Other Causes of Vitreous Cells

  • Ocular ischemia.
  • Spillover from anterior uveitis.
  • Masquerade syndromes: Always consider these in the very old or very young patients.
    • Large cell lymphoma: Persistent vitreous cells in patients >50 years old, which usually do not respond completely to systemic steroids. Yellow-white subretinal infiltrates, retinal edema and hemorrhage, anterior chamber inflammation, or neurologic signs may be present.
    • Malignant melanoma: A retinal detachment and associated vitritis may obscure the underlying tumor. See 11.36, CHOROIDAL NEVUS AND MALIGNANT MELANOMA OF THE CHOROID.
    • Retinitis pigmentosa: Vitreous cells and macular edema may accompany waxy pallor of the optic disc, “bone-spicule” pigmentary changes, and attenuated retinal vessels. See 11.28, RETINITIS PIGMENTOSA AND INHERITED CHORIORETINAL DYSTROPHIES.
    • Rhegmatogenous retinal detachment (RRD): A small number of pigmented anterior vitreous and anterior chamber cells frequently accompany an RRD. Uveitis due to chronic retinal detachment (Schwartz–Matsuo syndrome) is one of the masquerade syndromes. See 11.3, RETINAL DETACHMENT.
    • Retained intraocular foreign body (IOFB): Persistent inflammation after a penetrating ocular injury. May have iris heterochromia. Diagnosed by indirect ophthalmoscopy, gonioscopy, B-scan ultrasonography (US), US biomicroscopy (UBM), or computed tomography (CT) scan of the globe. See 3.15, INTRAOCULAR FOREIGN BODY.

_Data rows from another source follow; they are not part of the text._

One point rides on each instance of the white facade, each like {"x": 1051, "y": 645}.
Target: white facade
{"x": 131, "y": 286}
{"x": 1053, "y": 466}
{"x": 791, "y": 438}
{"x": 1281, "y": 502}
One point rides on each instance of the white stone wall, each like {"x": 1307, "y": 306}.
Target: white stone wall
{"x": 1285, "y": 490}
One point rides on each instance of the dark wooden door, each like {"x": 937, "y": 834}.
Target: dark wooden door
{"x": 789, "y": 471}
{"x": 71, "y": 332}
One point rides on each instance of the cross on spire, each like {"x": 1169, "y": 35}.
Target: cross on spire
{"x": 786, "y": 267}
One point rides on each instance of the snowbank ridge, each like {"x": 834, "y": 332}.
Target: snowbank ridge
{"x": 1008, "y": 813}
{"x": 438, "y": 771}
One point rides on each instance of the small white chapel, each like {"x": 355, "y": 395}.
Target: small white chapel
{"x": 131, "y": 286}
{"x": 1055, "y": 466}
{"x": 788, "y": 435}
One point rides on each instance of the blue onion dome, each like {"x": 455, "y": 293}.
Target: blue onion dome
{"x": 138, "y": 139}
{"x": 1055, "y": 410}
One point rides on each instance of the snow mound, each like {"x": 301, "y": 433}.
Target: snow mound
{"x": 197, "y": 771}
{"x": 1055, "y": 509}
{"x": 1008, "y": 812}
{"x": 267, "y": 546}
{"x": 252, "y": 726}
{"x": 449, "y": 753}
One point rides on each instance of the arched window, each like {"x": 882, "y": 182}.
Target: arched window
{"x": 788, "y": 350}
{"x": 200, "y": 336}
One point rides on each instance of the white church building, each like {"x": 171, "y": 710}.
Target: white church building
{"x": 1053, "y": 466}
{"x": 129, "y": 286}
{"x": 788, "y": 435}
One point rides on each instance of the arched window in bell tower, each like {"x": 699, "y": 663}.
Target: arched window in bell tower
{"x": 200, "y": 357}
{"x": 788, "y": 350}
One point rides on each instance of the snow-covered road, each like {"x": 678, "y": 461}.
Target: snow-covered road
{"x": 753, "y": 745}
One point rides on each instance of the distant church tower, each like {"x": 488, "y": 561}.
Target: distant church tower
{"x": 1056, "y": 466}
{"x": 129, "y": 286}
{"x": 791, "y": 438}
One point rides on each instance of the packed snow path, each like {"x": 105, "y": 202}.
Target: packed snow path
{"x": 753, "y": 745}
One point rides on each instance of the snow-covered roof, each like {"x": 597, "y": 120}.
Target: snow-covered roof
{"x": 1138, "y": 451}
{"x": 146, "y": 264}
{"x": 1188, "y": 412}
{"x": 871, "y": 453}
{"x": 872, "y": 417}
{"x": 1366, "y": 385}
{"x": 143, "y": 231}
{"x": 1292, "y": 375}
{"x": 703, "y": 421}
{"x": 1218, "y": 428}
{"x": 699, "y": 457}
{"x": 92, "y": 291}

    • Retinoblastoma: Almost always occurs in young children. May also present with a pseudohypopyon and vitreous cells. One or more elevated white retinal lesions are usually, but not always, present. See 8.1, LEUKOCORIA.
    • Leukemia: Unilateral retinitis and vitritis may occur in patients already known to have leukemia. Prompt laboratory testing (complete blood count [CBC] with differential) and anterior chamber paracenteses (if there is anterior uveitis) for histology and immunostaining usually diagnostic.
    • Amyloidosis: Retrolenticular footplate-like deposits, vitreous globules, or vitreous membranes without any signs of anterior segment inflammation. Serum protein electrophoresis and diagnostic vitrectomy confirm the diagnosis. Rare.
    • Asteroid hyalosis: Small, white, refractile particles (calcium soaps) adherent to collagen fibers and floating in the vitreous. Usually asymptomatic and of no clinical significance.